- Born: Joseph Messier January 28, 1840 Montreal, Canada
- Died: February 11, 1881 (aged 41) Fort Collins, Colorado, US
- Occupations: Explorer, businessman, sheriff, Postmaster
- Known for: Father of Fort Collins, Colorado
- Spouse: Luella M. Blake
- Children: Minnie Luella Mason, Albert J. Mason, Lizzie C. Mason

= Joseph Mason (settler) =

Homesteader in Larimer County, Colorado in the 1860s

Joseph Mason (January 28, 1840 - February 1881) was an explorer, business man, law man, and early settler of the Colorado Territory. He is best known as the "Father of Fort Collins, Colorado".

Mason was an early white homesteader in Larimer County, Colorado in the 1860s. Mason settled a large tract of land along the Cache la Poudre River in present-day north Fort Collins, and he played in an instrumental role in persuading the United States Army to found Camp Collins along the river adjacent to his property in 1864. After Colorado became a territory in 1861, Mason was appointed to the first board of county commissioners. He became prominent in politics and business in Fort Collins after the founding of the town in 1867, and served in several official posts, including becoming Sheriff of Larimer County in 1871.

==Early life and settling in the West==

Joseph Mason was born Joseph Messier on a farm near Montreal, Canada, January 28, 1840. He was the youngest child in a family of 10 He attended school in both Montreal and Sherbrooke before immigrating to the United States at the age of 15. After moving to the New England region of the United States, he Americanized his name to Mason.

After spending a year in Mississippi, in early 1859, Mason travelled to St. Louis, Missouri and joined the Raynolds Expedition which was traveling west to explore the headwaters of the Yellowstone River, but Mason left the expedition, before it was complete, in the winter of 1859-1860 while they were wintering over in Deer Creek Station in central Wyoming. From there, Mason traveled south to Laporte, Colorado, arriving on February 10, 1860, where he found a settlement of mountaineers, trappers, and Native Americans. Mason briefly left Laporte to spend time in the mining camps, but returned to the area to settle 4 miles downstream from the town in 1862.

Upon returning to the Cache la Poudre valley, Mason purchased a 160 acre tract of land from a Native American woman who was the recent widow of a man named Gangros. The land was located on the south side of the river a little over a mile northwest of present-day Fort Collins. In 1862, the governor of the Colorado Territory, John Evans, appointed Mason to the first board of county commissioners.

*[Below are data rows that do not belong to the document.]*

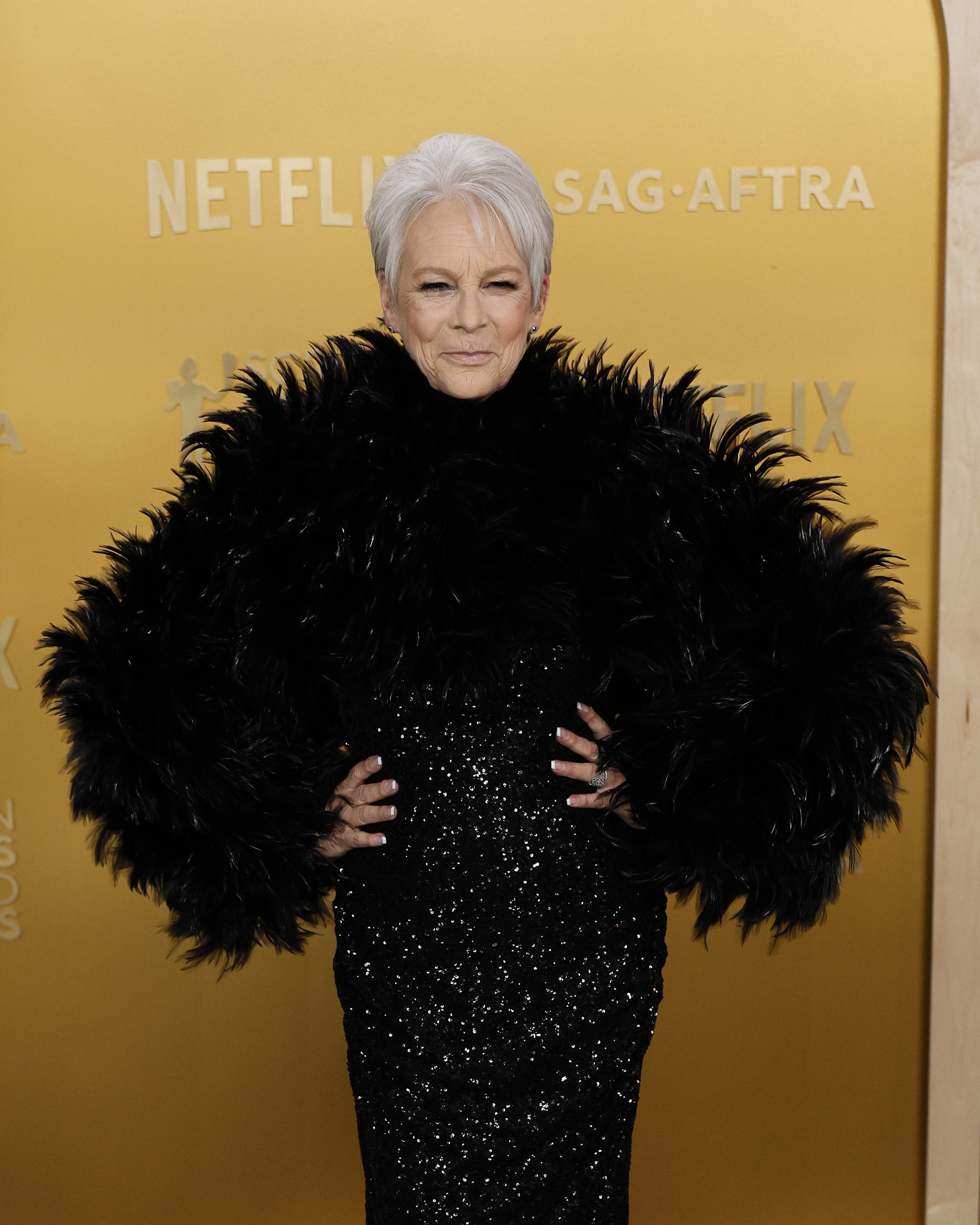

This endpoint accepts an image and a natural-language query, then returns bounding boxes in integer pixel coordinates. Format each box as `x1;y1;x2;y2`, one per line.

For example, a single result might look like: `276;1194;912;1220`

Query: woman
38;135;929;1225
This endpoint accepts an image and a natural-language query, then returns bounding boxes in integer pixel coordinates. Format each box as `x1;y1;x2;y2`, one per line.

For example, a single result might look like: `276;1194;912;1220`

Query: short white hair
365;132;555;307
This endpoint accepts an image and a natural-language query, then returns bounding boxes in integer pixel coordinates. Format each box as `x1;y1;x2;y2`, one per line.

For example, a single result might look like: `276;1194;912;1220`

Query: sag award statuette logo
163;349;293;448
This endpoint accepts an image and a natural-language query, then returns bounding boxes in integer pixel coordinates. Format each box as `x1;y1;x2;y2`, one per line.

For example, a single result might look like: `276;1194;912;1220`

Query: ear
375;268;399;332
530;277;551;327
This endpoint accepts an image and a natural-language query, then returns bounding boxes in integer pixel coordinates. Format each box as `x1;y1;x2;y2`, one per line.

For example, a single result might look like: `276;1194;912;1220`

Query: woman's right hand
320;757;398;859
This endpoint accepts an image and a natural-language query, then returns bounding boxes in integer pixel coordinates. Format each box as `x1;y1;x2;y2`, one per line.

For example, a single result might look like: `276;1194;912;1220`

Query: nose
453;285;486;333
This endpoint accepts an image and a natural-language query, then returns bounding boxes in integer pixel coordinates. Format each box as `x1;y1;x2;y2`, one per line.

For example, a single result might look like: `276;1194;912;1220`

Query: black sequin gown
334;649;667;1225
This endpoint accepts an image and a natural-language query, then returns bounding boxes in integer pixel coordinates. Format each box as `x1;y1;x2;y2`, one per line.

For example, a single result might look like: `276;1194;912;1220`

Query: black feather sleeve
593;372;930;935
43;362;345;965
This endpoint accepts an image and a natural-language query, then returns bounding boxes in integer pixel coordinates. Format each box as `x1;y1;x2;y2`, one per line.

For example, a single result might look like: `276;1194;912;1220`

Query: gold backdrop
0;0;942;1225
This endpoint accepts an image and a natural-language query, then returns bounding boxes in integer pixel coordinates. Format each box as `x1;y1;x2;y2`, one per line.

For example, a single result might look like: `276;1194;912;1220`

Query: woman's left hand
551;702;636;826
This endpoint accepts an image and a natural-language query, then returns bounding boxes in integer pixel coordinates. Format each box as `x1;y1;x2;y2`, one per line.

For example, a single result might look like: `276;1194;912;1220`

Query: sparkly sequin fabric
334;651;665;1225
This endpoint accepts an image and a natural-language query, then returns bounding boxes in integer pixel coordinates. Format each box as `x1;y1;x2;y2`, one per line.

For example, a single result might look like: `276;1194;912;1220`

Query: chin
439;371;502;399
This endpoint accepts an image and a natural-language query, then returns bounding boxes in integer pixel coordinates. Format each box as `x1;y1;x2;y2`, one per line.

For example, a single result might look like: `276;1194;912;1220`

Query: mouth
442;349;494;366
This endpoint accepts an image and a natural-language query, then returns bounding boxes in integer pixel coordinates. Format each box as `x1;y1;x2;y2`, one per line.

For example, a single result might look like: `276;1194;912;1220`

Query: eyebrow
413;265;522;280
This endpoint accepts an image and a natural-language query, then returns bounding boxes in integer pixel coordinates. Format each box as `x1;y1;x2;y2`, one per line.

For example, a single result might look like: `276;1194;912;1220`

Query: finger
336;756;381;795
320;824;387;859
339;803;398;827
576;702;613;740
551;761;605;783
565;790;610;808
348;778;398;805
555;728;599;762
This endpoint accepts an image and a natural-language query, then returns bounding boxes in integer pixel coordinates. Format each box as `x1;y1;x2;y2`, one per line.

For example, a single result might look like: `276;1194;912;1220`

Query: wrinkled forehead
402;196;528;273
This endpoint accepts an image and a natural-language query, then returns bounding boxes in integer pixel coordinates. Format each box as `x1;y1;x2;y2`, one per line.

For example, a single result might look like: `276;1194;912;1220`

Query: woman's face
377;199;549;401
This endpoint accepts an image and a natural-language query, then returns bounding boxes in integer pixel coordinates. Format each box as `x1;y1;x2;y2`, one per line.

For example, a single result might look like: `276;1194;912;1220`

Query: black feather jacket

==Contributions to Fort Collins==

In June 1864, a flood destroyed the nearby Army camp called Camp Collins. When Lt. James Hannah and his men were looking for safer ground on which to relocate the camp, they encountered Mason, who suggested they relocate on land near his property. He suggested that this ground would be high enough to be safe from flooding and would allow a good vantage point for spotting impending attacks from hostile Native American groups in the area.

Once the camp was moved to its new location, Mason and Major Asaph Allen built the first store, called Old Grout, in 1865. It was a two-story concrete sutler's store built on the south edge of the camp, and Mason was appointed as the sutler, or store keeper for the camp. Mason and his partner, Mr. Sherwood, also supplied horses to the army camp. When the post office was located in the sutler's store, Mason was also appointed as the first postmaster to the camp. In 1877, President Hayes reappointed Mason as
postmaster but Mason resigned the office in 1879.

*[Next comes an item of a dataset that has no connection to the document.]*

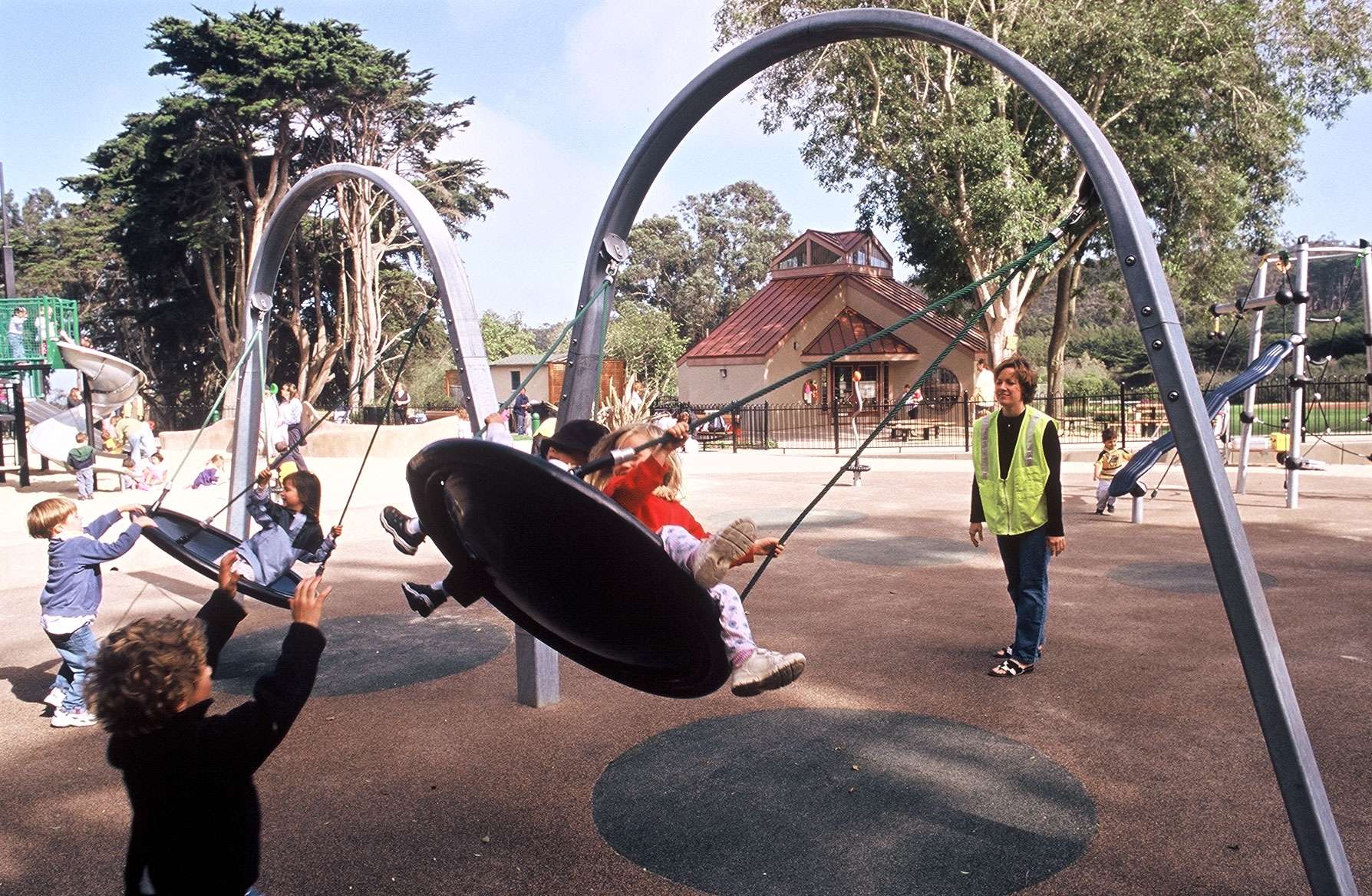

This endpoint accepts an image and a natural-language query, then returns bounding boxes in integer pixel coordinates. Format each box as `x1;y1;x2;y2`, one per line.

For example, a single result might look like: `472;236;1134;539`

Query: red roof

In 1868, Mason was instrumental in getting the county seat of Larimer County to Fort Collins from Laporte. Once the county seat was moved to Fort Collins, the courthouse was located on the second floor of the Old Grout sutler's store building.

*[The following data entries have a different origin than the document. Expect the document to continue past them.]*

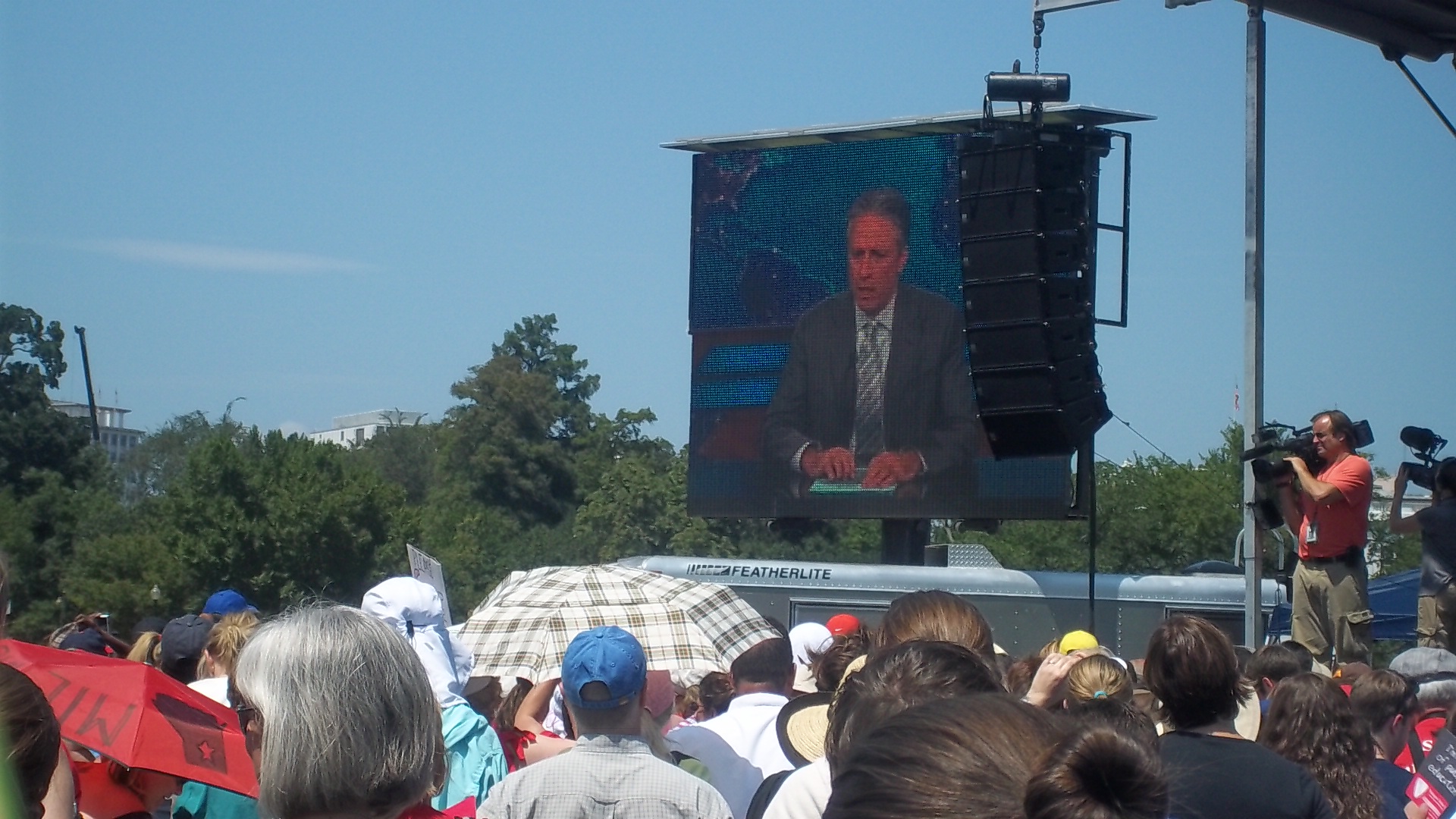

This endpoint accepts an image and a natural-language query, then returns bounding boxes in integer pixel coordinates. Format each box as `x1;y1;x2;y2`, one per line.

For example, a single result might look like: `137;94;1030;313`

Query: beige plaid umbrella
460;566;779;682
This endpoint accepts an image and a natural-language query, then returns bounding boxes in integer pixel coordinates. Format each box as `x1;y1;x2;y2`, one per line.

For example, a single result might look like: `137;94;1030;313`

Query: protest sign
1405;729;1456;819
405;544;453;625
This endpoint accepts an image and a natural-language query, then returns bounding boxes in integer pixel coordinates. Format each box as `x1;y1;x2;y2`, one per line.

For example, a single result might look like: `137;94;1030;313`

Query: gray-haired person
231;606;444;819
478;625;733;819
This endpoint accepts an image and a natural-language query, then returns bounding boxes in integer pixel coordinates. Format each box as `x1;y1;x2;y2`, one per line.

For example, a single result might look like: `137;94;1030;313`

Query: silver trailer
620;555;1284;659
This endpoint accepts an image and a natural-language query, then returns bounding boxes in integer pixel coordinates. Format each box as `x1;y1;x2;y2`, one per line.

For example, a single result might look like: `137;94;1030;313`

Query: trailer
620;555;1285;659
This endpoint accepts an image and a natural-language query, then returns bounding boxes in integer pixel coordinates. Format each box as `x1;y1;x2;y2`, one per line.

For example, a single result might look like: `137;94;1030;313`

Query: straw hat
776;654;869;768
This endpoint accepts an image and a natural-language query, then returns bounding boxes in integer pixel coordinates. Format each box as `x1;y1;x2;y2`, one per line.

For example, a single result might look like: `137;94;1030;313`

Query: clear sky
0;0;1456;469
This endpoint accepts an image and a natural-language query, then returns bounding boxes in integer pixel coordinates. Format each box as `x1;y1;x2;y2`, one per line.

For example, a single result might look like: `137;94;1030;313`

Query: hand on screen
799;446;855;481
861;452;920;490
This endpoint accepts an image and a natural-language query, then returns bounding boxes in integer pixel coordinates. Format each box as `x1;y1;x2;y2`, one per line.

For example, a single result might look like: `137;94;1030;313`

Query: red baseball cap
824;613;859;637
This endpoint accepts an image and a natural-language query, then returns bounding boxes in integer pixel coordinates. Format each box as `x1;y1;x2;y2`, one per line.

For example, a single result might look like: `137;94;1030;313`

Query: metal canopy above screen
1245;0;1456;63
663;103;1156;153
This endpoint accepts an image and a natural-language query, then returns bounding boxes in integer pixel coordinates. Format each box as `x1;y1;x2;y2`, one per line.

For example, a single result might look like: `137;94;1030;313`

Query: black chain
1031;14;1046;74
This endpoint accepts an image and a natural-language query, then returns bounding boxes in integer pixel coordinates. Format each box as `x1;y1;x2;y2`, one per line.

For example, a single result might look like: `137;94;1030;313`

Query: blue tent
1268;568;1421;642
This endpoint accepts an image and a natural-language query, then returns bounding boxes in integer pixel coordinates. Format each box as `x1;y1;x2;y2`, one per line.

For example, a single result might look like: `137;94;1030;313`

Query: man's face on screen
849;213;910;313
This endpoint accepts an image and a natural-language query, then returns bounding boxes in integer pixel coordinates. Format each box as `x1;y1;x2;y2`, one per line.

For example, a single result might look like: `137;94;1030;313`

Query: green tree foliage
155;430;403;610
8;306;1420;637
984;424;1244;574
0;303;100;497
0;305;115;635
117;410;245;504
441;356;576;525
353;424;440;506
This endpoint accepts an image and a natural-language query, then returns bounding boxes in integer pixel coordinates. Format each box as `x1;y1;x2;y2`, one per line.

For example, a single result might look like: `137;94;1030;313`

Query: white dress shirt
667;694;793;819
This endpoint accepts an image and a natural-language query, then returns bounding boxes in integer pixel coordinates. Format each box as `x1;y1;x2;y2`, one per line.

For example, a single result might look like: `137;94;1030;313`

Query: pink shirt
1299;455;1373;558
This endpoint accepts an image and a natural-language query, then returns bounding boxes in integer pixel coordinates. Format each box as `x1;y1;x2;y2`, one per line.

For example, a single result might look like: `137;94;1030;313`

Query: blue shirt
429;702;505;810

In 1871, Mason was elected Sheriff of Larimer County. He was reelected to the position in 1873. During his time as sheriff, Mason arrested noted criminal Happy Jack, but he subsequently escaped custody. He also arrested notorious outlaw known as "Dirty Desmond."

In 1872, Mason purchased the Lindell flour mill from Elizabeth Auntie Stone and Henry C. Peterson.

Joseph Mason donated 50 acres of land to help build Colorado State University.

Mason Street in Fort Collins is named for Joseph Mason.

==Personal life==

In 1861 in Denver, Mason took part in a duel with a Frenchman over a Native American woman. The Frenchman fainted before either party could draw their weapon, so no shots were fired. It is not known what became of the woman, but she did not end up with Mason. The woman's name was Mary Polzell

Mason married Luella M. Blake, the daughter of George G. Blake on July 3, 1870. The couple had two children who survived to adulthood, Minnie Luella Mason and Albert J. Mason, and one child, Lizzie C. Mason, that died in early infancy.

==Death==

On February 9, 1881, Mason was kicked in the head by one of his horses. Local doctors removed 62 pieces of skull fragment from the wound, but could not save him. On February 11, 1881, Mason died of his wounds. He is buried in Grand View Cemetery in Fort Collins.